Foto: dpa/Armin Weigel

Nürnberg – Glückliche Kühe auf grünen Weiden, Bergkäse direkt vom Almbauern – noch immer verbinden Millionen Konsumenten mit dem Begriff "Bio" Landidylle – höchste Zeit für die Naturkostbranche, reinen Wein einzuschenken, finden Experten.

Ein Bauernhaus inmitten sattgrüner Hügellandschaft mit Mohnblumen und sich im Wind wiegenden Grashalmen – selbst für die Werbeanzeige für "Bami Goreng nach indonesischer Art" muss inzwischen das Bild von der heilen heimischen Biowelt herhalten. Der Bioproduktvertrieb Ökoland, der das Fertiggericht aktuell im Sortiment hat, ist nicht das einzige Unternehmen, das mit Naturidylle seine Bioprodukte bewirbt. Auch auf der am Mittwoch beginnenden Naturkostmesse Biofach vermitteln Werbebroschüren gerne das Klischee.

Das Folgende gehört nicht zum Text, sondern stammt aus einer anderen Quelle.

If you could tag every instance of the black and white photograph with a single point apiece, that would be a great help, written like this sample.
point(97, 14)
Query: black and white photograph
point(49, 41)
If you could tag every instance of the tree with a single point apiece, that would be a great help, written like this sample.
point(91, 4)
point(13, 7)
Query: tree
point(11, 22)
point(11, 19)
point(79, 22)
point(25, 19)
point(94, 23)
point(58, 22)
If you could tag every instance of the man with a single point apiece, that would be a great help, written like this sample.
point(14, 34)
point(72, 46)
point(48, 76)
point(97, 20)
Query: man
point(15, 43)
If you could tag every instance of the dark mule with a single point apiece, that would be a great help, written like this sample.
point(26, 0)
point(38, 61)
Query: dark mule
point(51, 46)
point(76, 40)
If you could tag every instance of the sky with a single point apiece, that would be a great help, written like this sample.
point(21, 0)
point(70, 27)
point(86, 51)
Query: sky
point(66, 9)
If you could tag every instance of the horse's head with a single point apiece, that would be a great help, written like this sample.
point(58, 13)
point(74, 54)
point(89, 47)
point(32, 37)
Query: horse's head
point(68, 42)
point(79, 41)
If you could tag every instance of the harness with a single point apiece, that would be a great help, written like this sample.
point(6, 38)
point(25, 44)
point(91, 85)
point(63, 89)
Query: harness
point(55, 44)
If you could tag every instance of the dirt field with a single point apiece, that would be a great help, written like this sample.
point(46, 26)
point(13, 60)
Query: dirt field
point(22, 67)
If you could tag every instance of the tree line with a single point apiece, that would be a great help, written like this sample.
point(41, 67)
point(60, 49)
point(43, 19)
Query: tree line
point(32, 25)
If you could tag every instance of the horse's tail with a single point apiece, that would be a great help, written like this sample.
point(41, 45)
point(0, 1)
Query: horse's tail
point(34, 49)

Wirklichkeit sieht anders aus

Kein Wunder, dass viele Kunden mit dem Begriff "Bio" romantisierende Vorstellungen von kleinbäuerlicher Landwirtschaft mit glücklichen Kühen auf grünen Weiden verbinden – ein Bild, so schrieb unlängst das Branchenblatt "Biohandel", das inzwischen mit der Wirklichkeit kaum noch etwas zu tun habe. Trotzdem würden laut einer Umfrage des Blattes Bioladenbetreiber immer wieder damit in Kundengesprächen konfrontiert – ein Problem für die Branche.

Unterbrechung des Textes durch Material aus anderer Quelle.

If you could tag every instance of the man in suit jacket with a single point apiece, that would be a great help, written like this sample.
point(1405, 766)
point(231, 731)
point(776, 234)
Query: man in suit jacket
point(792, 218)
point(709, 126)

Denn Branchenexperten haben inzwischen gemerkt: Mit der wachsenden Präsenz von Bioprodukten in Supermärkten und den Discountern droht womöglich eine Entzauberung des verzerrten Bio-Images – mit schwer absehbaren Folgen für das Geschäft. Zu denen, die sich dafür aussprechen, bei Verbrauchern beim Begriff "Bio" für mehr Transparenz zu sorgen, gehört etwa der Agraringenieur Stephan Illi aus Prien am Chiemsee. Illi, der heute als freiberuflicher Berater und Projektentwickler arbeitet, war sieben Jahre lang geschäftsführender Vorstand beim Bioerzeugerverband Demeter.

Geschäftsgrundlage

"Bio ist eine gute Grundlage. Es schafft bei Lebensmitteln Sicherheit durch hohe Standards. Und es steht ein strenges Kontrollsystem dahinter", sagt Illi. Ob aber die Produkte aus der eigenen Region stammen oder aus China, sie zu fairen wirtschaftlichen Bedingen produziert werden und der Erzeuger für landwirtschaftliche Vielfalt statt für Einfalt steht, darüber sage das Label überhaupt nichts aus. "Bio ist viel besser als die konventionelle Landwirtschaft, aber es ist nicht die heile Welt."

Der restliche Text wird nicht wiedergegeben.